= Orchestral song =

The orchestral song (German Orchesterlied) is a late romantic genre of classical music for solo voices and orchestra.

==History==
What was effectively song with instrumental accompaniment – the cantata and the aria – had been part of music since the early baroque. Beethoven and Schumann too had occasionally provided instrumental accompaniment to some songs. Full orchestration, to enable a song to "hold its own" in a 19th-century concert environment, developed from the 1840s. Among the earliest experiments with orchestral song are those of Liszt who orchestrated several of his songs in the 1840s but did not publish them. Liszt also had the operetta composer August Conradi orchestrate his Le juif errant and Jeanne d'Arc around 1848, but these too were neither published nor performed. Long after Berlioz' publication of his orchestrations of Les nuits d'été in 1856, Liszt finally published his own orchestration of Jeanne d'Arc au bûcher, as a dramatic scene for voice and orchestra in 1874. In Central Europe the form was brought to fruition by Mahler, to the extent that it is difficult to say where Mahler's symphonies end and where his symphonic songs begin.

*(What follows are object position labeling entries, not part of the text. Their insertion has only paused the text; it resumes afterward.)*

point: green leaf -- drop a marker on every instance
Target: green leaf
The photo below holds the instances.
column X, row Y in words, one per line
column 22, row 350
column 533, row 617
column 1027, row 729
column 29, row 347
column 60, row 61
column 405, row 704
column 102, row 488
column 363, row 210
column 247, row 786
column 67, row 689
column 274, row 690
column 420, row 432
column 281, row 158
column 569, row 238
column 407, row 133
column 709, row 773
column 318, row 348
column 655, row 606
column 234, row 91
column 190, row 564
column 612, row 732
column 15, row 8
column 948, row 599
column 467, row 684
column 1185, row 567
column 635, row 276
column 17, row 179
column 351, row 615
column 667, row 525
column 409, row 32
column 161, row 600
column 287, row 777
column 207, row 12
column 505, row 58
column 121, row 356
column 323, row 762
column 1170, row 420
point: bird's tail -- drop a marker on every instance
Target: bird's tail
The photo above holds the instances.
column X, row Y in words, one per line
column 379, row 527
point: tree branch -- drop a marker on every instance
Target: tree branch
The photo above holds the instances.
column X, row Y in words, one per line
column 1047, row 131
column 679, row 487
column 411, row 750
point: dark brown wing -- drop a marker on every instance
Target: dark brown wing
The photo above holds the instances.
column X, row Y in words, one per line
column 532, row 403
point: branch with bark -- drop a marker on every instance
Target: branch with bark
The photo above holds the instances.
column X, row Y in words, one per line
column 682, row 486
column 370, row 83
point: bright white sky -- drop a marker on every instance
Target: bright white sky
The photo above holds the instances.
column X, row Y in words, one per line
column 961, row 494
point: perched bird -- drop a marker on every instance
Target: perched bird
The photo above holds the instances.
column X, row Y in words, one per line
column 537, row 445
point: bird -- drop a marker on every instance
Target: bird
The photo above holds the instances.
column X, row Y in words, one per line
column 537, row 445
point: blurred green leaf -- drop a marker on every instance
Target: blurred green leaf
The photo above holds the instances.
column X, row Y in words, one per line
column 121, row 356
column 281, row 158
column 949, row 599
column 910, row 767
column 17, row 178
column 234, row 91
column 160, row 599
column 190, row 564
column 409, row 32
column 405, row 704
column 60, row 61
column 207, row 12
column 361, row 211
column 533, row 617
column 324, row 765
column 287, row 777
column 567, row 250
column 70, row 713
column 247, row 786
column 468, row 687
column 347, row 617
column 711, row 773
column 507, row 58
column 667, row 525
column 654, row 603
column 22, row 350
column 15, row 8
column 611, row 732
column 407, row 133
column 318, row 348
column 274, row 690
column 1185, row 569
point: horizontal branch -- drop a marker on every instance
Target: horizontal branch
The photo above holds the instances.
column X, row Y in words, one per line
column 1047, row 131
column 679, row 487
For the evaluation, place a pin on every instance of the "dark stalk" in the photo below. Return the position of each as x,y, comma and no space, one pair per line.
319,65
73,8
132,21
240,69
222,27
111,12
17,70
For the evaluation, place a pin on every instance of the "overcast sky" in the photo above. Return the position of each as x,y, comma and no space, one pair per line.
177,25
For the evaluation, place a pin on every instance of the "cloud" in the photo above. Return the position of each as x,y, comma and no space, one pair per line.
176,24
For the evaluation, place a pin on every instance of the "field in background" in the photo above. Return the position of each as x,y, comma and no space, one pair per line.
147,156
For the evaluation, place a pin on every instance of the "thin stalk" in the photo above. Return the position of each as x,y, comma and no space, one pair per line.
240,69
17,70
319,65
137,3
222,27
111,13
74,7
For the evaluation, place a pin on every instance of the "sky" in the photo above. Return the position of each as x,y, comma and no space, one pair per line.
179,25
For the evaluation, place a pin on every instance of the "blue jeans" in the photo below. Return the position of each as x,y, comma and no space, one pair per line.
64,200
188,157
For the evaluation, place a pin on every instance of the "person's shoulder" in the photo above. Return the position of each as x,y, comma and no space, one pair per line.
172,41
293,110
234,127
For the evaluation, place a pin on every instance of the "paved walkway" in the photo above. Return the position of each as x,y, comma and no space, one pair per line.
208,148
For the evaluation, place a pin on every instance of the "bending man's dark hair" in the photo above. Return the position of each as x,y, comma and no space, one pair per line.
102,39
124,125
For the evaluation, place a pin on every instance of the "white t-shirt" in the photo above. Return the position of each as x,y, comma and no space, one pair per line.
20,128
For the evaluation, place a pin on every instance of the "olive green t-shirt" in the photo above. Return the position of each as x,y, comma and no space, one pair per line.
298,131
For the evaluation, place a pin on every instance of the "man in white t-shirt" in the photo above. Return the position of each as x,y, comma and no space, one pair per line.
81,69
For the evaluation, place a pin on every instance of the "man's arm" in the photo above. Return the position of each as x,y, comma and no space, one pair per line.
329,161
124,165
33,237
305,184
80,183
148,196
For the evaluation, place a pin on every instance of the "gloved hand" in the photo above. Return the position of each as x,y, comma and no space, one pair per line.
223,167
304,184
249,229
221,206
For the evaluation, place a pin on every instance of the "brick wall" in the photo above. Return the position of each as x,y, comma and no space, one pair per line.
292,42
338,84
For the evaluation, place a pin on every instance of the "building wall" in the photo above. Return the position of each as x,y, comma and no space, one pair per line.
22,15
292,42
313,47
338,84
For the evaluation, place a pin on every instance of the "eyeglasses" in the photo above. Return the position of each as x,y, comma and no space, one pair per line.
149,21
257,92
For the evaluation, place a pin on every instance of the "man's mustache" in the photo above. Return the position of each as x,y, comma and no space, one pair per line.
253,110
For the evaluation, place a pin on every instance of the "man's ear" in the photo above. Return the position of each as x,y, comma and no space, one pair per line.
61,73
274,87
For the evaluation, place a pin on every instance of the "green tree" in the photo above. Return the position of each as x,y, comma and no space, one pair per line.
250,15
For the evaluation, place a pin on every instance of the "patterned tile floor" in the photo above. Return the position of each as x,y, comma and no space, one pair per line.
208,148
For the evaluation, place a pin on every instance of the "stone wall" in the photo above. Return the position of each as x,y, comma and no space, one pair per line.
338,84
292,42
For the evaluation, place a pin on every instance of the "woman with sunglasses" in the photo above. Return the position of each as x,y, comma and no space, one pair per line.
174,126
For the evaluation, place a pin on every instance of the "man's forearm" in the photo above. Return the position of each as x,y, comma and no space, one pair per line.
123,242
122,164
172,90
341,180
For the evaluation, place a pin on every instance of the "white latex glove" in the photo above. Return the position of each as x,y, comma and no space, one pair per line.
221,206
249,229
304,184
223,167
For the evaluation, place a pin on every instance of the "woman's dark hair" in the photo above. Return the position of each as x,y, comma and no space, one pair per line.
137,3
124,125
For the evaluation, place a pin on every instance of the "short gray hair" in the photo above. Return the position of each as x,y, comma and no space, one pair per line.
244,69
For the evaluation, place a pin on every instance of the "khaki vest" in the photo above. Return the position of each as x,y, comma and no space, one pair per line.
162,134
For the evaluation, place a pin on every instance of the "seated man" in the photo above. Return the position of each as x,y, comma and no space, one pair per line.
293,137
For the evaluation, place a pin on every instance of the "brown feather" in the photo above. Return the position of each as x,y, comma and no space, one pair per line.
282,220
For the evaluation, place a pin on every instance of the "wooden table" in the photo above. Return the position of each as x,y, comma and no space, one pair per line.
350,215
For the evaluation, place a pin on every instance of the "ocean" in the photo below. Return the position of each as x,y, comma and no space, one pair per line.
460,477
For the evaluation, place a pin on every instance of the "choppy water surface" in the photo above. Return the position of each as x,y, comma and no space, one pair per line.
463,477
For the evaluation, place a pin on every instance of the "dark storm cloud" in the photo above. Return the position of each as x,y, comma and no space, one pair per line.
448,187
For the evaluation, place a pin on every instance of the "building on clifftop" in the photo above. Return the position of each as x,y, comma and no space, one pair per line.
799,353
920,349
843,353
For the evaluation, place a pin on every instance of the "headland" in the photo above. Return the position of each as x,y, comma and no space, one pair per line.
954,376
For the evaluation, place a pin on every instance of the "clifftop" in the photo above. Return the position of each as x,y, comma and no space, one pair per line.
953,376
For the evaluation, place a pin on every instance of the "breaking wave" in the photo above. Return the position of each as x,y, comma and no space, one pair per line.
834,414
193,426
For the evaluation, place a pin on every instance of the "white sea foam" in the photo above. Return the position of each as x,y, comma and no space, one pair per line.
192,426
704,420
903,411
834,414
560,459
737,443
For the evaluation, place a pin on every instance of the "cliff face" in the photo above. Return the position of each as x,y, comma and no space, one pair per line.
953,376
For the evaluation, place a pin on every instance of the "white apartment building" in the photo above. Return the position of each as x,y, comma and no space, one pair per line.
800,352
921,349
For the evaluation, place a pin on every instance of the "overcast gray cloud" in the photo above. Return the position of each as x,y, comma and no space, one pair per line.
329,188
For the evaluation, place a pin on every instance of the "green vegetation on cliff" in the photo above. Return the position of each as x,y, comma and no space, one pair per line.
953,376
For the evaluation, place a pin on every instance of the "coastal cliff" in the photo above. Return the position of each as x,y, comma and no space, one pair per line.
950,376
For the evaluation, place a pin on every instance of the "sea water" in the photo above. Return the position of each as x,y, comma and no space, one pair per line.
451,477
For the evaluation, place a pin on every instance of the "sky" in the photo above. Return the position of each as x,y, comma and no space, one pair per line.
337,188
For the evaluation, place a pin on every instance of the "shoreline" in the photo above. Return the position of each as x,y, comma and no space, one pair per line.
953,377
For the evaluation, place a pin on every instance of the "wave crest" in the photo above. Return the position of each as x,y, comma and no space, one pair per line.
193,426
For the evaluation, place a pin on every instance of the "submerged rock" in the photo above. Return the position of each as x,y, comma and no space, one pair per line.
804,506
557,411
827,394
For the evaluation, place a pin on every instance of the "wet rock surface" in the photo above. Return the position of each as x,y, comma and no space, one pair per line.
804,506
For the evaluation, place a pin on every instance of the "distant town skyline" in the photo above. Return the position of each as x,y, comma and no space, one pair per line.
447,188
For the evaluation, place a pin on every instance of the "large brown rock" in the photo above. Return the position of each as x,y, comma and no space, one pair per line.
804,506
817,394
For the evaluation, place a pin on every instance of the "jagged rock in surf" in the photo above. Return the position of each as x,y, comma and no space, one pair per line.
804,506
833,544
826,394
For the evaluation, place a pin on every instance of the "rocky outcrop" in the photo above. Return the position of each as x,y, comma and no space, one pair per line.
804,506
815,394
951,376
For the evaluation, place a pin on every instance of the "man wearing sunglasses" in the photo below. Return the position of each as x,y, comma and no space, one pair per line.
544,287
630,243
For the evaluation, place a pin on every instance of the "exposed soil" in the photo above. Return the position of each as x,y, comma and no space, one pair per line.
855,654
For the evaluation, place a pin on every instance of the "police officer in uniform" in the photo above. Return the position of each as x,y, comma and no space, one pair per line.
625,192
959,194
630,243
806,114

==Single orchestral songs==
The genre of orchestral song tends to longer programmed pieces than songs accompanied by piano. For this reason the orchestral song may be either a longer single song or, more commonly, a cycle. An example of a single long song text is found in Sibelius' tone poem Luonnotar. Other examples include Grieg's Den Bergtekne, op. 32. Hugo Wolf scored twenty-four of his songs for voice and orchestra, including Prometheus. Max Reger wrote many songs but only one orchestral song, An die Hoffnung (To Hope) on a poem by Hölderlin. The genre of the story-telling cantata continues alongside the orchestral song, as Poulenc's cantata Le bal masqué and La voix humaine, a one-act opera for one character.

==Orchestral song cycles==
Berlioz' own orchestrations of his Les nuits d'été song cycle (1841) into orchestral songs (1856) are often regarded as the "first orchestral song cycle," though others consider it the first well known progenitor of the orchestral song. Later examples in France include Ravel's second work entitled Shéhérazade, a song cycle after three poems by Tristan Klingsor: Asie, La flûte enchantée, and L'indifférent (1903) and his cycle Don Quichotte à Dulcinée, and Chausson's Poème de l'amour et de la mer. Later examples include orchestral songs by Jean Cras and Jacques Ibert's 4 Chansons de Don Quichotte.

Notable examples of the orchestral song cycle in Germany and Austria include Richard Strauss' Vier letzte Lieder and several cycles by Gustav Mahler: Das Lied von der Erde, Des Knaben Wundernhorn; Lieder eines fahrenden Gesellen; and Kindertotenlieder. These models were influential on Alma Mahler-Werfel, Zemlinsky, Joseph Marx, Arnold Schoenberg, Max Reger, Othmar Schoeck, Pfitzner, and Frank Martin: 6 Monologe aus Jedermann. Paul von Klenau's Die Weise von Liebe und Tod des Kornetts Christoph Rilke (1918) and Gespräche mit dem Tod.

Aside from Grieg, Scandinavian examples include Ture Rangström's Swedish cycle Häxorna ("The Witches") (1938) Den Utvalda ("The Chosen"), Madetoja's Syksy-sarja (Autumn Song Cycle), Selim Palmgren's En sällsam fågel (a lonely bird) and Aamun autereessa (in the morning mist), Danish composer Peter Lange-Müller's orchestrations of his songs, and Erik Norby's Rilke-Lieder for mezzo-soprano and orchestra.

In Slavic lands examples include Glazunov and Rimsky-Korsakov's orchestrations of Musorgsky's four Songs and Dances of Death, Shostakovich's orchestral song cycles, such as From Jewish Folk Poetry, Romances on words by Japanese poets, Suite on Verses of Michelangelo Buonarroti (1974), also – to an extent – his Thirteenth "Babi Yar" (1962) and Fourteenth Symphonies. Władysław Żeleński and Karol Szymanowski in Polish, and in Czech Martinů's Magic Nights and Nipponari.

In British and American music examples of orchestral song cycles include Britten's cycles Nocturne (1958) Les Illuminations and Our Hunting Fathers. Ralph Vaughan Williams contributed the orchestration of his On Wenlock Edge, originally for voice, piano and optional string quartet. Other English orchestral songs include those by Delius, Hubert Parry, Charles Villiers Stanford, Finzi, John Ireland, Nimrod Borenstein, as well as posthumous orchestrations of Ivor Gurney's songs in arrangements by Gerald Finzi and Herbert Howells.